John Eliot Gardiner adore cette partition audacieuse, elle fut au programme de ses premiers enregistrements lyriques pour Michel Garcin. En 1981, les micros d’Erato saisissaient à Londres une version magnifique où brillaient d’abord le Jupiter d’Anthony Rolfe-Johnson et la Juno de Della Jones.
Revenant ici trente-huit plus tard pour un concert « semi-staged » (le DVD vient de sortir chez le même éditeur), il n’a rien abandonné du théâtre fastueux de sa première version mais a épuré son langage dramatique. Il a surtout trouvé une Sémélé au chant envoûtant, Louise Alder, qu’on comparera avec intérêt à Norma Burrowes : écoutez leurs airs du sommeil respectifs. Lucile Richardot fait tout ce que son art lui permet, mais ne ravit pourtant pas la palme à la Juno de Della Jones, Hugo Hymas est un Jupiter brillant mais sans l’élan d’Anthony Rolfe-Johnson.

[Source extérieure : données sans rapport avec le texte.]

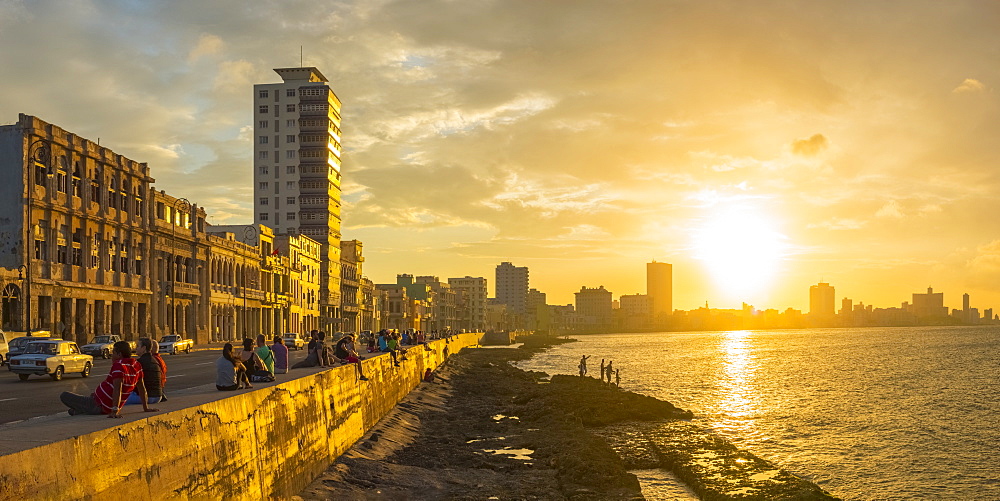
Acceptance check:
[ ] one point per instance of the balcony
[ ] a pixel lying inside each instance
(183, 289)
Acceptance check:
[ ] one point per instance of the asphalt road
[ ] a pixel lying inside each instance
(39, 395)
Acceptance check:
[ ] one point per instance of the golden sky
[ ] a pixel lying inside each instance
(760, 147)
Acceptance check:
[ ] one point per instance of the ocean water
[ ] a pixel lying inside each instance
(866, 413)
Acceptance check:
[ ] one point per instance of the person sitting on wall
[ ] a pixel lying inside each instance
(255, 368)
(392, 343)
(312, 357)
(280, 352)
(150, 374)
(345, 351)
(124, 377)
(154, 352)
(229, 371)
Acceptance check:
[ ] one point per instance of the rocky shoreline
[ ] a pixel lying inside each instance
(488, 430)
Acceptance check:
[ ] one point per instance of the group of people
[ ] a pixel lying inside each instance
(131, 380)
(392, 342)
(321, 355)
(141, 379)
(607, 371)
(255, 363)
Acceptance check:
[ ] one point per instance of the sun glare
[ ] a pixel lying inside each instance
(741, 250)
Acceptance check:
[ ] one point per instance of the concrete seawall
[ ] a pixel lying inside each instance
(265, 443)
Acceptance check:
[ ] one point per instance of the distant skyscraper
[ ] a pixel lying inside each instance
(512, 287)
(930, 304)
(659, 287)
(297, 169)
(822, 300)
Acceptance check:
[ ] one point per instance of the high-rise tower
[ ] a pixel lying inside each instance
(297, 169)
(512, 287)
(822, 300)
(659, 287)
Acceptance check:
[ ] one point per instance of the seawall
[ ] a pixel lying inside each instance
(266, 443)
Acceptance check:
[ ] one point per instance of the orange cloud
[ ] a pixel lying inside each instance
(811, 146)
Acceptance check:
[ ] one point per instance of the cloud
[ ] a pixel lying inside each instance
(891, 210)
(811, 146)
(969, 85)
(838, 224)
(208, 45)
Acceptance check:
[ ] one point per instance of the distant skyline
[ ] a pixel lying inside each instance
(759, 147)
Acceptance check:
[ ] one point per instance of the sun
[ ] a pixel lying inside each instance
(742, 250)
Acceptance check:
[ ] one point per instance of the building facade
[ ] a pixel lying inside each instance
(297, 159)
(660, 287)
(351, 300)
(822, 301)
(593, 307)
(512, 288)
(472, 293)
(76, 236)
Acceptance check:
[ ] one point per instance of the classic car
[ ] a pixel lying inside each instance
(53, 357)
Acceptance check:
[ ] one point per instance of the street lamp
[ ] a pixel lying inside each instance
(39, 154)
(181, 206)
(249, 233)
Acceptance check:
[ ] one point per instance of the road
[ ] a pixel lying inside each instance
(39, 395)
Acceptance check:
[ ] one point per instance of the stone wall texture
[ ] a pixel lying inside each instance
(262, 444)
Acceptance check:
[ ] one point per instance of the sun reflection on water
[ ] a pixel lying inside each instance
(739, 402)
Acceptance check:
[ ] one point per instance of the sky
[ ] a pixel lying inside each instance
(760, 147)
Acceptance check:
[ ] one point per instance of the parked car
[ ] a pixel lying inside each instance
(4, 349)
(17, 345)
(101, 346)
(293, 340)
(52, 357)
(175, 344)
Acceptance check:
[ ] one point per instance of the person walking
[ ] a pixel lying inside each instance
(265, 354)
(280, 352)
(150, 374)
(344, 350)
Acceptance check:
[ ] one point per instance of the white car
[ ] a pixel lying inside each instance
(53, 357)
(293, 340)
(174, 344)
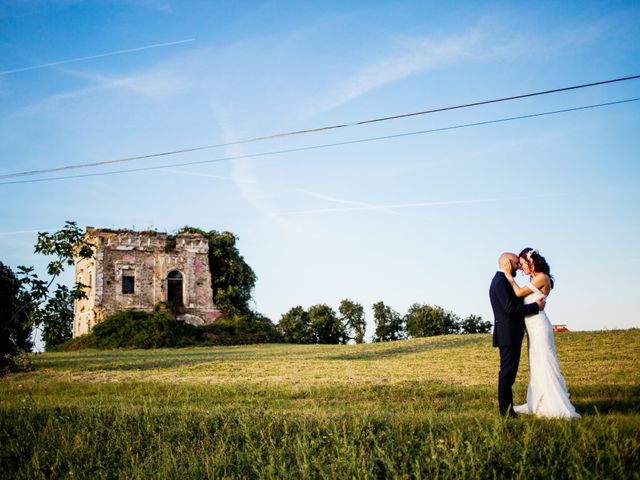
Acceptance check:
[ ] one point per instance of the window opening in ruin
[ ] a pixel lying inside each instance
(174, 291)
(128, 284)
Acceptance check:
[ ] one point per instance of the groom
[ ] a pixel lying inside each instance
(508, 329)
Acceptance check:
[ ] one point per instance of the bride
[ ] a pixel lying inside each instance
(547, 394)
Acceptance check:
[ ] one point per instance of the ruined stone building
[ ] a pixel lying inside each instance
(139, 270)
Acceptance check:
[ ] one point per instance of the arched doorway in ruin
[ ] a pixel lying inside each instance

L’autre merveille de la soirée est bien l’Athamas de Carlo Vistoli : écoutez sa réjouissance finale « Despair no more shall wound me ». Au terme de son long périple chez Bach, il faut espérer que demain John Eliot Gardiner, sans abandonner son cycle Monteverdi, revienne plus souvent mettre au service du Caro Sassone les trésors de son art.
LE DISQUE DU JOUR
John Eccles
(1668-1735)
Semele
Richard Burkhard,
baryton (Jupiter)
Helen Charlston,
mezzo-soprano (Juno)
Héloïse Bernard,
soprano (Iris)
Bethany Horak-Hallett, mezzo-soprano (Cupid)
Christopher Foster, baryton-basse (Somnus)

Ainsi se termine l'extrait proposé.